Once in the city of George, Maria, and Cecilius Calvert (Lord Baltimore and family), we were treated to a Sunday afternoon high tea with Taylor, a fellow Greensboro native, who managed to entertain and amuse us by making his fall vacation collide with mine as he drove from Philadelphia to Norfolk. This was a most memorable lunch indeed.

Afterward, we drove around by some places I wanted to see again, including the Rotunda, where a very nice man once tried to befriend me in the men's room, and the increasingly trendy Fells Point area.

 

We headed down North Avenue (original Highway 40, the "National Road") to its intersection with U.S. 1. The neighborhoods were interesting and this was a side of Baltimore I'd never seen. And then the diner of my dreams appeared on the left. It was a wonderful thing, pretty faithfully restored, and was a most fitting coffee and pie stop.

 

Then it was back to Westminster, because I was not about to miss the season premieres of "The Simpsons" and "King of the Hill", tour or no, and neither was Risa.
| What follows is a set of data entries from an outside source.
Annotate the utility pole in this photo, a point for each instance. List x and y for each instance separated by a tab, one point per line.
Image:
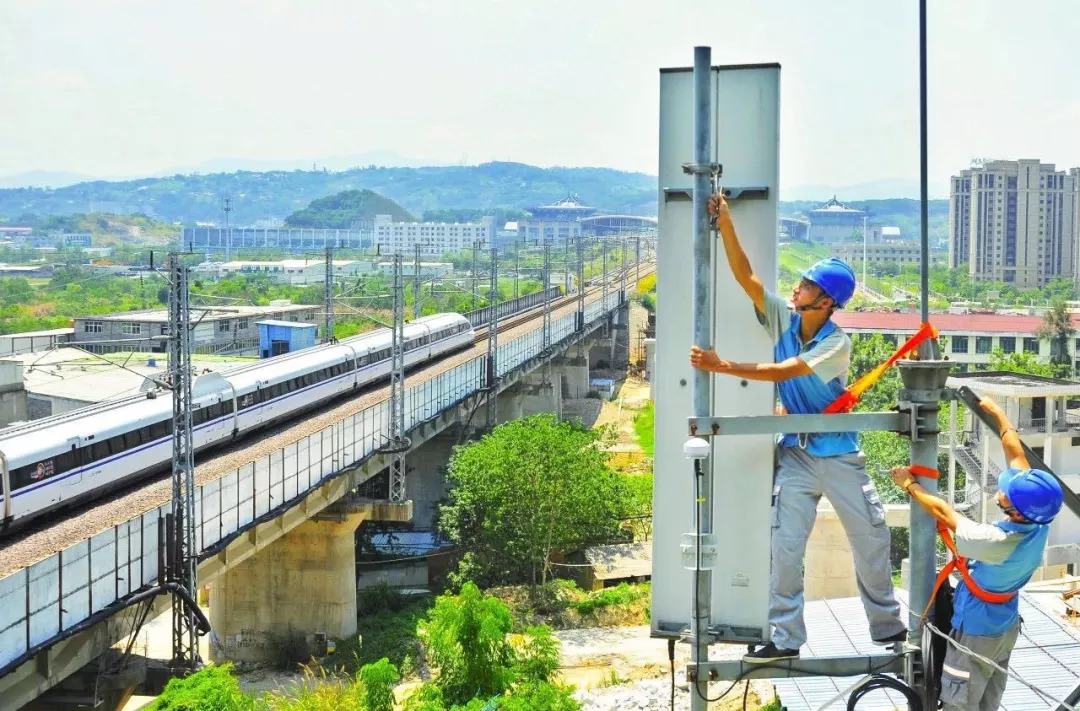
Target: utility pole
517	267
227	208
475	281
328	297
864	252
637	259
547	296
417	302
399	444
493	344
581	282
180	542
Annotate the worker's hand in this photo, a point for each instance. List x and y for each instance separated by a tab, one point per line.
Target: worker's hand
718	209
902	477
990	407
707	360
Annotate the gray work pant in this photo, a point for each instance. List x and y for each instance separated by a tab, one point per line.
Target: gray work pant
971	684
800	481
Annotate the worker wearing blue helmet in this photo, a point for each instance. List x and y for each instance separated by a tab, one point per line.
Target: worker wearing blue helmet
811	356
1007	553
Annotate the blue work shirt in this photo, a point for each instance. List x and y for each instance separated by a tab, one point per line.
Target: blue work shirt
1003	558
828	354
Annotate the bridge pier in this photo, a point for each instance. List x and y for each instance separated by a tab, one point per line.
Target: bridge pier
304	582
575	369
541	391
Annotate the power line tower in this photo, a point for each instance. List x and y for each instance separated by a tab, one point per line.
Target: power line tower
181	538
417	304
328	297
547	296
493	344
399	443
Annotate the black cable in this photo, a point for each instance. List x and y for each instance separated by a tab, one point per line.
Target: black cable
880	681
671	660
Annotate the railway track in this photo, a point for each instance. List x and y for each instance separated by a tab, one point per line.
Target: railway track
39	540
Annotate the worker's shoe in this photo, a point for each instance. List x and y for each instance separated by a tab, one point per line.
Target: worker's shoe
899	636
770	653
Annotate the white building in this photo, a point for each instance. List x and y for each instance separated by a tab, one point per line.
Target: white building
1037	406
434	239
1014	222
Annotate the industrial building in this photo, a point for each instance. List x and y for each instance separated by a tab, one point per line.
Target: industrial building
230	331
434	239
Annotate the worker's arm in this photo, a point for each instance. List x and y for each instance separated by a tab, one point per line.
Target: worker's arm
934	506
1010	439
707	360
737	258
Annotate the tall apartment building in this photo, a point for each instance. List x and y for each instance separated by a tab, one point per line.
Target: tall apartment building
434	239
1014	222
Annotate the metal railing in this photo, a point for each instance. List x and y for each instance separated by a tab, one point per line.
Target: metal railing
57	595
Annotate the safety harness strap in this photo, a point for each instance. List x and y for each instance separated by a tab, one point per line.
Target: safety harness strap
960	564
850	397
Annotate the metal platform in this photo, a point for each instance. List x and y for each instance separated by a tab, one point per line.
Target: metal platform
1047	655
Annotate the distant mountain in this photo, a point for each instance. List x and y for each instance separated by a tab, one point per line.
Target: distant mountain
378	158
42	179
345	209
882	189
257	196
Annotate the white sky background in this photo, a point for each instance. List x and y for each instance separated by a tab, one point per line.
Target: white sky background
109	88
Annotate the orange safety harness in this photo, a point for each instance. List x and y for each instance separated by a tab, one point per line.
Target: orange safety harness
957	562
851	394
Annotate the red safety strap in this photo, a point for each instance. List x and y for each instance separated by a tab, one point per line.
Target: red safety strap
960	564
850	397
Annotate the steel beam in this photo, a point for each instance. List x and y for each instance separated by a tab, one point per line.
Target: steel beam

We stopped at Roy Rogers on the way back so I could experience my first Double-R-Bar Burger of the trip; yer host loves this part of the country 'cuz it's the only place Roy's hasn't been completely bastardized by Hardee's. In fact, they even tried to change the names and formats here a few years back and business took such a nosedive they had to change back. OK...I'm overly enthusiastic about fast food here. I'll stop...

Afterward, I got to hang out with cute boys in the computer lab at Western Maryland College. Big bonus here. And I finally witnessed my first Jewish wedding, albeit on video rather than in person.

And the updates on old high school and college pals prepared me somewhat for the fact that I would be back in North Carolina in a day or so.

Monday 22 September 1997

The junction of Virginia, West Virginia, and Maryland is full of history. Where else could your highway choices be Charles Town/Leesburg or Fredericksburg/Gettysburg? It's as if both the American Revolution and the Civil War selected this scenic area as ground zero just so tourism would be strong in the twentieth century.

 

This is a truly beautiful part of the country, one of the top two or three in my humble estimation. I spent a lot of time here as a child, so I know the layout pretty well. Twice a year or so, my family would come to Charles Town, WV for the horse races and balance the trip with side trips -- always to Harpers Ferry, and sometimes also to Washington, Baltimore, Richmond, or Williamsburg. The Shenendoah Valley was like a second home to me as I was growing up and I was looking forward to a return after fifteen years.

Jefferson County, WV is home to both Charles Town and Harper's Ferry. The tow are connected in history by abolitionist John Brown's 1859 raid, held in Harper's ferry, and his subsequent trial, held in Charles Town. I was happy to see that at least downtown Charles Town hadn't changed much, although the outskirts have been bludgeoned with the sledgehammer approach of Wal-Mart and related enterprises.

 

 

I saw all the sights: the courthouse, Charles Washington Hall (where we used to eat breakfast every morning), the 7-11 where I bought cigarettes when I was 15, the motel where I fell down the stairs at age 7, the hospital I was rushed to afterward, the old and deserted race track as well as the renovated new one...

I was, on the other hand, appalled to find that you now have to pay five bucks to park and take a bus into Harper's Ferry from a lot two miles away. Having no time for such nonsense, I drove into town and found a two-hour space and told to the National Park Service, in essence, to bite me.

 

I looked in the old shops. I stared at the absolutely beautiful point where the Shenendoah meets the Potomac. I climbed the mountain. I saw the ruins of the old church. I sat on Jefferson Rock. I made a nice lady from North Carolina take my picture and showed her party where the graveyard was.

And then I left. West Virginia gave way to Virginia and I realized I was damn close to home. It goes without saying that no maps were required from this point on.